Depois do almoço, eu, Thaís e Mia filmaríamos o começo do nosso trabalho de filosofia com Yuji.

– “Diga que nunca ficou com ciúmes quando viu o cara que você ama com outra” – Thaís leu no roteiro que eu havia digitado na semana anterior – Baseado em fatos reais?

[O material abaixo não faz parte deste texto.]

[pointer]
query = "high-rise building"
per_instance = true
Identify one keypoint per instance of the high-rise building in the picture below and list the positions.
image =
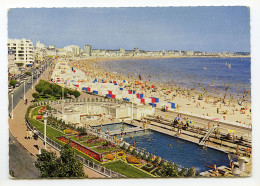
(88, 49)
(23, 50)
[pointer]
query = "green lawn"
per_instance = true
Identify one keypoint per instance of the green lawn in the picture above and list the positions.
(36, 111)
(103, 150)
(51, 133)
(127, 170)
(82, 139)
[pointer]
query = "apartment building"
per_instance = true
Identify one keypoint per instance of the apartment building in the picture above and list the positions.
(23, 50)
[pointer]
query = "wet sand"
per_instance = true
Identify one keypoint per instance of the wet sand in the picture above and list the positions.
(186, 99)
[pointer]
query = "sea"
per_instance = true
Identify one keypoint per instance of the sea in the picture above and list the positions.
(199, 73)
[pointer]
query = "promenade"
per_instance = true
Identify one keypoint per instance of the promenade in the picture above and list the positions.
(18, 127)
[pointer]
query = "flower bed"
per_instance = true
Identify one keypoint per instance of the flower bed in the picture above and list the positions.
(132, 160)
(94, 142)
(109, 156)
(148, 167)
(39, 117)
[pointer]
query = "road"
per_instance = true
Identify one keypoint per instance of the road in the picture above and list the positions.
(19, 93)
(21, 162)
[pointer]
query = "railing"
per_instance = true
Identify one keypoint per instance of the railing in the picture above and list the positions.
(207, 135)
(90, 164)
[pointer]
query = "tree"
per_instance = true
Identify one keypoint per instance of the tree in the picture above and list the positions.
(76, 93)
(169, 171)
(19, 64)
(48, 164)
(66, 166)
(39, 88)
(70, 92)
(47, 90)
(35, 95)
(28, 73)
(12, 82)
(72, 167)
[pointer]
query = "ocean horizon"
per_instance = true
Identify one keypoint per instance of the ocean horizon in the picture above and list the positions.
(199, 73)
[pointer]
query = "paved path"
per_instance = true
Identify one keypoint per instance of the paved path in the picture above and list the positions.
(21, 162)
(18, 127)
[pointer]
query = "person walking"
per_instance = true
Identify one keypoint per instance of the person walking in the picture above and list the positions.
(30, 134)
(27, 134)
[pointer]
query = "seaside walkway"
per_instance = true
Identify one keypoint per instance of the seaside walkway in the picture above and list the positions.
(134, 129)
(202, 142)
(18, 127)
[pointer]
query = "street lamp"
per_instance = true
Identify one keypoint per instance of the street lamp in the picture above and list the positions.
(132, 101)
(32, 79)
(45, 126)
(12, 95)
(24, 90)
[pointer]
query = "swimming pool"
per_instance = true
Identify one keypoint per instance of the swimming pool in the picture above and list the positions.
(182, 152)
(114, 127)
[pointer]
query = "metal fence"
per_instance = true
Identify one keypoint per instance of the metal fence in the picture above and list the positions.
(90, 164)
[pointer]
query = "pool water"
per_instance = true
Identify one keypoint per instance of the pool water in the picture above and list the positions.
(114, 127)
(183, 153)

– Talvez... – resmunguei. Eu ainda não estava totalmente recuperada. – Podemos continuar? – ajoelhei em cima da mesa em que nosso precário tripé feito com uma pilha de caixas de sapato estava e apontei a câmera para ela.

– Claro.

Levamos duas horas e não chegamos nem na metade do vídeo. Tudo por que, por mais triste que eu estivesse, nós quatro não conseguíamos parar de rir. É claro que eles estavam fazendo de propósito para me animar.

– Gente, eu tenho que ir. – anunciou Thaís, lá pelas quatro horas – Podemos terminar o vídeo na sexta?

– Ok. – concordou Mia.

– Pode ser. – concordei.

– Eu vou com você. – disse Yuji para Thaís.

– Ok. Tchau, gente!

Assim que os dois saíram da sala, Mia perguntou:

– E aí, o quer fazer?

– Me matar, serve?

– Afe, para com isso, Emi! Vem, vamos jogar vôlei.

Fui. Contra minha vontade, mas fui.

Estávamos jogando, quando Tristan e Carla apareceram com uma garota loira que parecia demais com a Brenda da minha sala. Devia ser irmã dela.

– Ei! O que vocês ainda tão fazendo aqui? – perguntei.

– Eu tenho aula até mais tarde de quarta. – respondeu ele – E vocês?

– Trabalho de filosofia. – respondeu Mia.

– Podemos jogar? – perguntou Carla.

– Claro! – respondeu Mia.

Tristan sentou-se na arquibancada e me convidou para sentar com ele.

– Podem jogar, eu vou parar um pouco. – disse para as três, aceitando o convite. Ele me ofereceu um dos fones de seu Ipod e eu coloquei.

– Tá melhor?

– Acho que sim.

– Tá mesmo?

– Bom, eu ainda sinto a dor aqui... – massageei o ponto onde devia ficar meu coração - Mas eu sei que vai passar, entende?

– Aham. Bom, vamos ouvir... Vamos ouvir Coldplay.

– Ah! Você tem uma musica...? Eu não lembro o nome! Tocou na minha aula de religião hoje. “Clouds” ou algo assim...

– “Clocks”?

– Isso! Essa mesmo!

– Tenho sim. – ele apertou play e o piano começou a ser tocado no fone.

– Gente, nós já voltamos, ok? – avisou Carla e as duas saíram.

– E como você e a Marina estão? – perguntei.

– Não sei... Acho que vou ter que dar um jeito de esquecê-la – Tristan deitou a cabeça no meu ombro. Aquilo foi muito estranho... Nenhum garoto já tinha deitado no meu ombro. A não ser que... Essa não. Será que o Tristan estava a fim de mim? Não, isso era impossível, ele era louco pela Marina. Além do mais, com tantas garotas na escola, por que seria logo eu? Ainda assim, a idéia de que um garoto pudesse estar a fim de mim era reconfortante.